Union officials say that Farmland Industries Inc. violated their work contract by understaffing an idle fertilizer plant in Lawrence.
By Mark Fagan
Journal-World Business Writer
Union leaders want Farmland Industries Inc. to provide severance pay for 102 employees laid off earlier this month, even if the layoffs end up being temporary.
They've filed a formal grievance accusing Farmland of violating the union's contract by having nonunion employees take on operational responsibilities -- or, at the least, having some supervisors working without anyone to supervise.
The grievance will get a hearing within two weeks, officials said, but the first priority is resolving the severance request.
"If we can't get the guys back to work, maybe we can at least help them out with their bills," said Mike Turner, president of Local 5-0613 of the Paper, Allied-Industrial, Chemical & Energy Workers International Union, or PACE.
Turner and other union officials made the request for supplemental pay -- to give laid-off workers a week's wages for each year of service -- during a meeting Monday with Farmland representatives, including plant manager Dick Lind.
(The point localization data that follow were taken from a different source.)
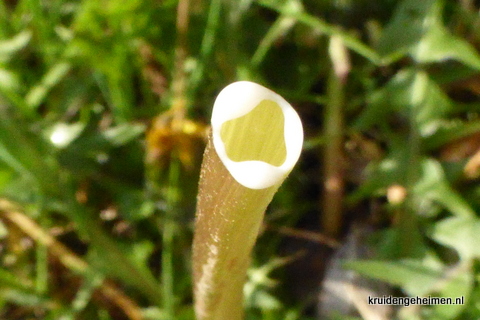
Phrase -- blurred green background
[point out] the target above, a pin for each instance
(104, 109)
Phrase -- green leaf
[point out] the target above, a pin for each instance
(461, 234)
(123, 133)
(38, 93)
(8, 48)
(434, 186)
(405, 29)
(417, 29)
(414, 95)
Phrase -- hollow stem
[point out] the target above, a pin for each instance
(255, 142)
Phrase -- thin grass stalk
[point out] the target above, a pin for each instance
(234, 194)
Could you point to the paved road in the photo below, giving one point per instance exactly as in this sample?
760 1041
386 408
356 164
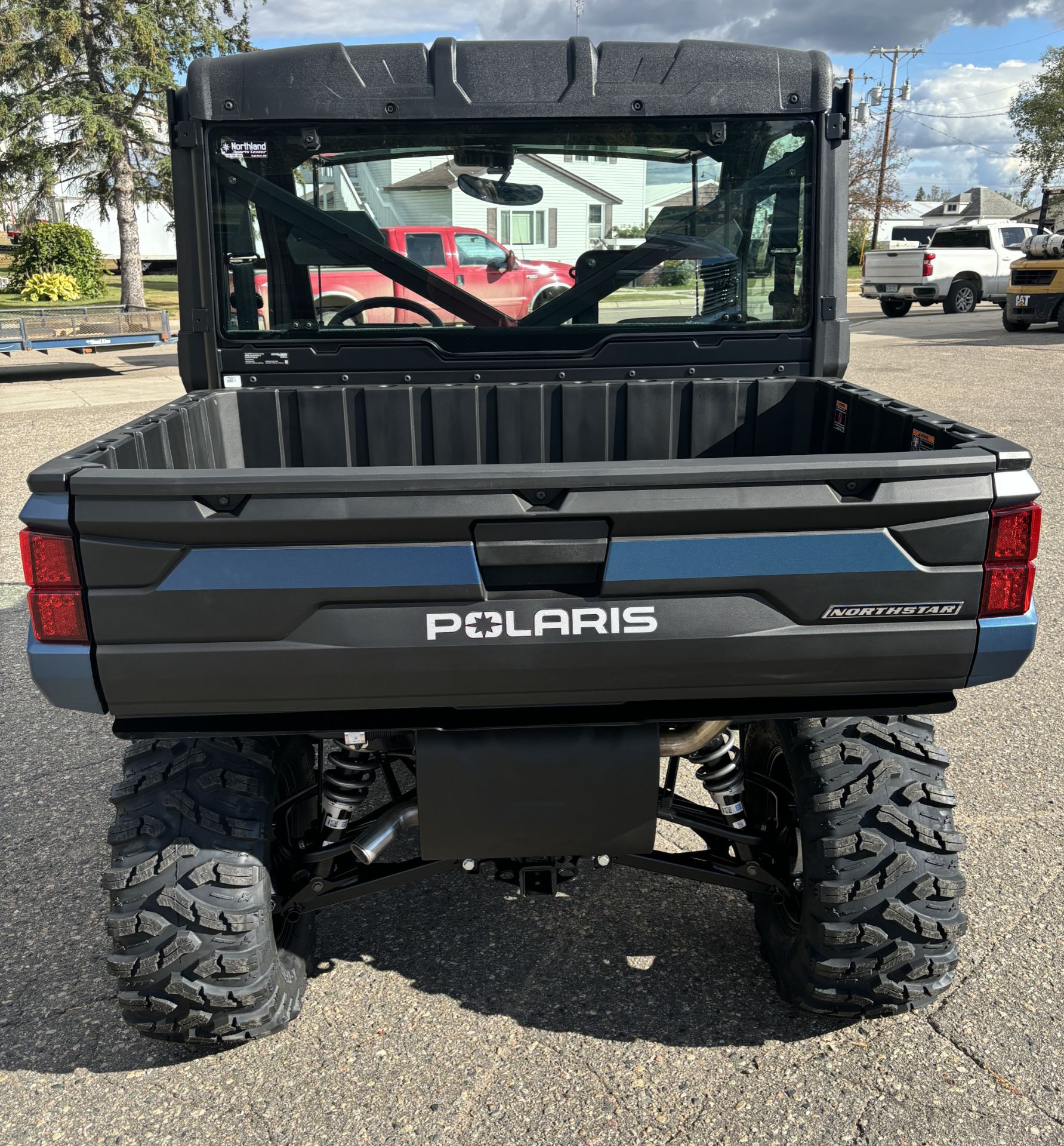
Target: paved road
635 1011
During the meeting, Lind said, company officials noted that nothing much had changed since Farmland ceased production at the plant at midnight Aug. 31, other than all of the plant's ammonia had been sold and all of its urea ammonium nitrate should be off site by early next week.
The severance request had been turned over to corporate officials in Kansas City, Mo.
"I really don't have an answer one way or another," Lind said.
Monday's meeting also was the first formal contact between union leaders and plant officials since Farmland shut down production at the plant, blaming a soft farm economy and bloated fertilizer supplies.
The discussion served as a prelude to next month's union negotiations, when PACE leaders are likely to push for improved benefits, greater job security and other concessions for its members even as Farmland's 500-acre plant stands idle, with a skeleton crew and in corporate limbo.
Farmland still can't say for sure whether the shutdown will be temporary or permanent.
"We're trying to keep our heads up," said Turner, one of 30 union members still working at the plant along with 34 non-union supervisors. "It would be better if we could find out, one way or another. ... People could get on with their lives."
The union's one-year contract expires Oct. 30. Negotiations are expected to begin by early next month.